Os chamados whistleblowers são considerados ativistas por boa parte da população. Tornam-se heróis, pessoas que abdicaram de vidas confortáveis e condenaram o próprio futuro pela verdade, pela informação além dos comunicados oficiais, nunca questionados. Uma espécie de jornalismo radical, num tempo em que o próprio jornalismo vive crise de confiança e investigação. O Grande Irmão também robotizou a prática jornalística, em que uma nota e duas palavras trocadas por e-mail são suficientes para escrever uma matéria. Suficientes para o jornal, seu dono e os comunicadores oficiais. Longe de ser o bastante para o público, para a notícia e para o jornalista.

Não só a internet provoca mudanças irreversíveis para o jornalismo. A queda da credibilidade se dá pelos meios alternativos, sim, mas também pela verdade maior revelada. Manning mostrou o que os jornais não ousaram pesquisar, não poderiam revelar ou ter acesso. Snowden denunciou uma prática do governo que um competente jornalismo investigativo descobriria. Enquanto a mídia tradicional se satisfaz com notas oficiais e respostas manipuladas, o público se identifica com a informação franca e desafiadora. É claro que, após os whistleblowers sacrificarem a carne, os urubus rodeiam em volta pela audiência.

A consequência se dá porque, na era da informação, a verdade é vista como libertação. Aliás, sempre foi, mas hoje essa ideia é consolidada por um público que amadurece a democracia com crescente participação. As informações que os governos devem ter a obrigação de esclarecer, que envolvem questões sensíveis e dependem do conhecimento e do aval da população. É a verdade que tentam esconder porque as pessoas não aceitariam. Revela que a democracia é maquiada, usa uma máscara de leveza enquanto suas ações vigiam e controlam de forma precipitada e irresponsável.

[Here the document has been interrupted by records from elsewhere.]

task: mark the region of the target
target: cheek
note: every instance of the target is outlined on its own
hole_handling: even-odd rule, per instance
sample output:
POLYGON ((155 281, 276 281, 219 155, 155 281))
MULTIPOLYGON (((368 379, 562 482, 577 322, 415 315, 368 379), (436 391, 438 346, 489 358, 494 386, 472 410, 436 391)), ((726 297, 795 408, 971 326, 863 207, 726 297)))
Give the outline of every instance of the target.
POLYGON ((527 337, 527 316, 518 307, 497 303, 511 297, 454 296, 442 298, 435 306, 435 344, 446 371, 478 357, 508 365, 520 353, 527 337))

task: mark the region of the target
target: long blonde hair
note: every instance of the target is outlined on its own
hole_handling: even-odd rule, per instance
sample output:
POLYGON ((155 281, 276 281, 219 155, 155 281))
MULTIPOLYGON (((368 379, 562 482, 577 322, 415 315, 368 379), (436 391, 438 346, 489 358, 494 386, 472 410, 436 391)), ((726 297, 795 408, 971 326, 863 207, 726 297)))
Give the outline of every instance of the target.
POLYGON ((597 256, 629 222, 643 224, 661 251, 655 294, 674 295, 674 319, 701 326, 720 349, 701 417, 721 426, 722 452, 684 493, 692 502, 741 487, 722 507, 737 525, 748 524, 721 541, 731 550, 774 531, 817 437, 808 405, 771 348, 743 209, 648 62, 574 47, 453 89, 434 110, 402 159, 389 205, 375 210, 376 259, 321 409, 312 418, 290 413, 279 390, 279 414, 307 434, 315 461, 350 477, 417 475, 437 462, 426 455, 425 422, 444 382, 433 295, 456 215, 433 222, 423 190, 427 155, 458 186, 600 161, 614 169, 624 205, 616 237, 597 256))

Em “1984”, a população venerava o Grande Irmão, que penetrava no inconsciente e transformava escravidão em desejo. As pessoas queriam o espetáculo ilusório, acreditavam na proteção e nas boas intenções do Estado, e sem a capacidade de pensar por si, refletiam, como espelho deturpado, o que o poder queria. O vidro se torna espelho.

Guerra é paz. Liberdade é escravidão. Ignorância é força.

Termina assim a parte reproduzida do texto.